What he did not contend for was the 'multi-faced' Mirpur track where the ball kept shockingly low.
So a rank half-tracker turned into a delivery that shot through the floor, bouncing twice before reaching the batsman.
Not one to let such an opportunity pass, de Villiers launched himself into the delivery and miscued it high.
But height was all he got as it dropped like a fly into the arms of the gleeful Ashraful.
A shocked de Villiers stood his ground hoping for, as he later put it, “someone to call it a no-ball or something".
But the South African batsman obviously was not aware of Law 24, section 6 of cricket's law book which states that: the umpire shall call a no-ball only if a delivery bounces more than twice before reaching the popping crease.
Ashraful for his part was in no doubt, his euphoric ear-to-ear grin all the answer necessary.
But he later admitted that the two-bounce trick was not intentional.
“I have bounced the ball twice before in domestic cricket but I never got a wicket for it.
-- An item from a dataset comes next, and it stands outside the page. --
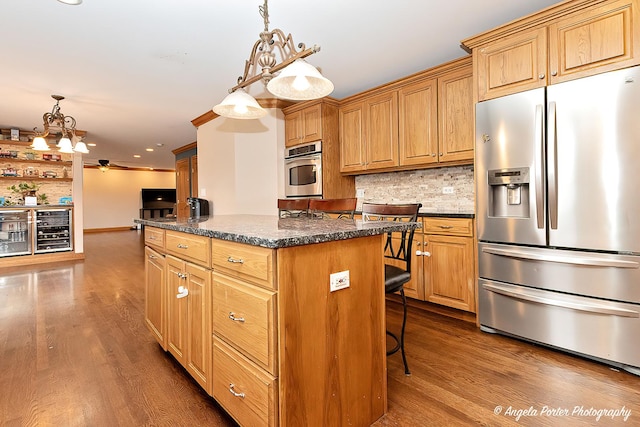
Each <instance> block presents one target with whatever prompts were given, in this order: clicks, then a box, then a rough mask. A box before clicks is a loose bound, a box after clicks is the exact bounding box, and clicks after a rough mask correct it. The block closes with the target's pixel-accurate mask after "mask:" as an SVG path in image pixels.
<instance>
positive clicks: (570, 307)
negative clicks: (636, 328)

The ball actually slipped from my fingers and I was surprised to benefit from it.”
de Villiers confessed himself unaware of the rule and admitted he had never been dismissed in such a fashion before.
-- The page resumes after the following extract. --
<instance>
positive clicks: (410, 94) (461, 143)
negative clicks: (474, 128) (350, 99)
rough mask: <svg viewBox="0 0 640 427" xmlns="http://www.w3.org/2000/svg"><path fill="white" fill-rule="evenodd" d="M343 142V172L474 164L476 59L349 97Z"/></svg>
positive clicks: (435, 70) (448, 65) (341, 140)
“I went back in my crease when I saw it pitched short and when it bounced twice I knew I could not be given out so I hit it up in the air.
Unfortunately for me it ended up as a catch and I was given out.
“I queried the umpire later but he mentioned that it needed to bounce three times for it to be a no-ball.
“So next time, I will just keep it on the ground,” joked the 24-year old.
Steve Waugh, Michael Vaughan, Andrew Symonds, Salman Butt and Inzamamul Haq are the ones in recent memory to fall victims to bizarre dismissals.
While Waugh and Vaughan were slightly the culprits in Chennai and Bangalore against India in 1998 and 2001 when they handled the ball, Inzamam was just terribly unlucky to jump at the wrong time to Steve Harmison's throw at Faisalabad in 2006.
Salman Butt handed Shaun Udal his first Test wicket in 2006 courtesy of a deflection of Marcus Trescothick's forehead and Andrew Symonds had non-striker Michael Clarke to blame for taking the sting out of his shot at Melbourne in their VB Series game against Sri Lanka in 2006.
But in a weird turn of events, Ashraful himself once survived a stunning dismissal. At Sophia Gardens in Trent Bridge in 2005, he prodded forward to a Chris Tremlett delivery which was played on, smack on to the top of his middle-stump. By some divine blessing neither bail were disturbed.
Smiling the same sheepish grin as he sported today, Ashraful proceeded to smash a remarkable 92 off 54 balls.
One will hope for a similar outcome this time.